Beijing reacted as if Takaichi had declared war. Chinese state media cast her as reviving militarist rhetoric from World War II, and a senior Chinese envoy posted what amounted to an online threat to behead her.

Author :  Craig Singleton
Update:2025-12-04 07:30 IST

Japan Prime Minister Sanae Takaichi (Photo: AP)

TAIPEI: A single word can crack the facade of a great power’s confidence.

That is what happened when Prime Minister Sanae Takaichi of Japan told lawmakers in Tokyo that a Chinese attack or blockade of Taiwan would constitute a threat to Japan’s “survival,” a legal threshold that would permit Japan to deploy its military overseas. She merely said aloud what has long been understood — that any crisis involving Taiwan would threaten Japan’s national security — but her comment was among the clearest public signals yet that Tokyo could help defend Taiwan from potential Chinese aggression.

Beijing reacted as if Takaichi had declared war. Chinese state media cast her as reviving militarist rhetoric from World War II, and a senior Chinese envoy posted what amounted to an online threat to behead her. China halted some Japanese imports, discouraged tourism to Japan, and stepped up coast guard patrols around disputed islands. Beijing routinely lashes out at Tokyo because of lingering resentment over Japan’s wartime past. This time, however, the fury is rooted in something more dangerous: China’s growing anxiety that its bedrock goal — isolating Taiwan and coercing it into unification on Chinese terms — is slipping away.

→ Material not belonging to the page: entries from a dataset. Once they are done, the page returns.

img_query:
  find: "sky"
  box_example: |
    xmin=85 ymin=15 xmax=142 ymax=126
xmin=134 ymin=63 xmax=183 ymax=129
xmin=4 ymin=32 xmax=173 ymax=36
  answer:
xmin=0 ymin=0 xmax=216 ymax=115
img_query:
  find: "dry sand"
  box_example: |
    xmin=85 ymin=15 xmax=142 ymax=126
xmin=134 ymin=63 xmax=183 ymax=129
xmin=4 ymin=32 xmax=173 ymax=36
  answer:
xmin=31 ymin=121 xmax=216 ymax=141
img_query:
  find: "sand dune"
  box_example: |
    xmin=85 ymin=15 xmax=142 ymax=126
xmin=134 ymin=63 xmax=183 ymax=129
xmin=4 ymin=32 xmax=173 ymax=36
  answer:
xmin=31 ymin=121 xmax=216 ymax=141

The Chinese Communist Party has long assumed that time and pressure would wear Taiwan down. If President Xi Jinping concludes that this bet has failed, he may escalate to sharper forms of coercion sooner than planned. For regional security, Tokyo and Washington must stand firm and signal unequivocally that increased Chinese pressure on Taiwan will trigger a coordinated response.

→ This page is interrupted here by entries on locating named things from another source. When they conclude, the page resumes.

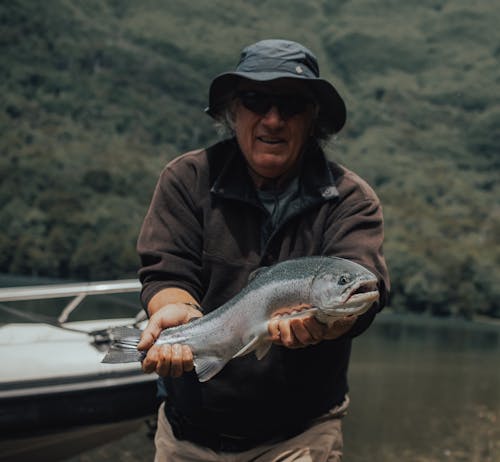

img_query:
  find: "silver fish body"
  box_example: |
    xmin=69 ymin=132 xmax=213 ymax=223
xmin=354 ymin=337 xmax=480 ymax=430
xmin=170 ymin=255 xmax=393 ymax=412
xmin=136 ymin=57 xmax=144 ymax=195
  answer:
xmin=102 ymin=257 xmax=379 ymax=382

For years, China has applied a slow diplomatic and economic squeeze paired with nearly daily military drills and disinformation campaigns. These actions hover just below the red lines that might draw the US and its allies directly into a crisis. China’s goal is straightforward: to persuade Taiwan that resistance is futile and capitulation is the only way to avoid disaster.

Takaichi’s remark punctures that strategy. Because Japan hosts US bases that would be central to any response to Chinese aggression, her statement warns Beijing that dramatically increasing pressure on Taiwan is likely to draw a joint allied reaction. That is deeply unsettling for Beijing, which has spent decades trying to prevent Taiwan’s security from becoming a shared regional responsibility.

The timing of her comments compounds China’s worries. Taiwan’s next presidential election is scheduled for early 2028. If the Democratic Progressive Party — which resists Beijing’s unification ultimatums — wins again, it would extend a run that began in 2016 and, in Beijing’s eyes, further entrench a distinct Taiwanese identity and normalise defiance of China. Should that happen, Beijing may feel compelled to exert pressure still further.

That does not make an invasion inevitable. But it does raise the likelihood that China would restrict the extensive trade that remains economically vital for Taiwan, increase cyberattacks on critical infrastructure, and engage in more military feints around the island. All of this significantly heightens the risk of an accidental clash.

Beijing’s need to control the domestic narrative adds volatility. When the Communist Party faces a foreign challenge, it whips up nationalist outrage. The fact that Japan — a uniquely combustible source of Chinese resentment — is involved is especially fraught. By inflaming nationalism, Beijing boxes itself in: any future compromise with Tokyo risks appearing as a betrayal of the very public anger the party has stoked.

In a sign of Beijing’s alarm, Xi sought to drive a wedge between Washington and Tokyo by appealing directly to Trump to rein in Japan. Trump does not appear to have taken the bait. According to China’s readout of the call, he offered only a polite acknowledgement that Washington “understands” how important Taiwan is to China.

His muted response — combined with about $1 billion in additional approved US arms for Taiwan — seems to dash, at least for now, any hope Beijing had of convincing Trump to soften support for Taiwan in exchange for cooperation on trade. Xi now faces the combination he hoped to avoid: an American president unwilling to trade away Taiwan and a Japanese leader prepared to state plainly that a Taiwan crisis could ensnare her country.

Takaichi did not create this situation; years of relentless Chinese coercion did. Her remark merely made explicit what has long been implicit — that if Beijing keeps tightening the screws on Taiwan, it will inevitably draw in other democracies because the island’s fate now directly bears on their security. Airing out these shared stakes, as she has done, is a surer path to stability than pretending that silence will keep the peace.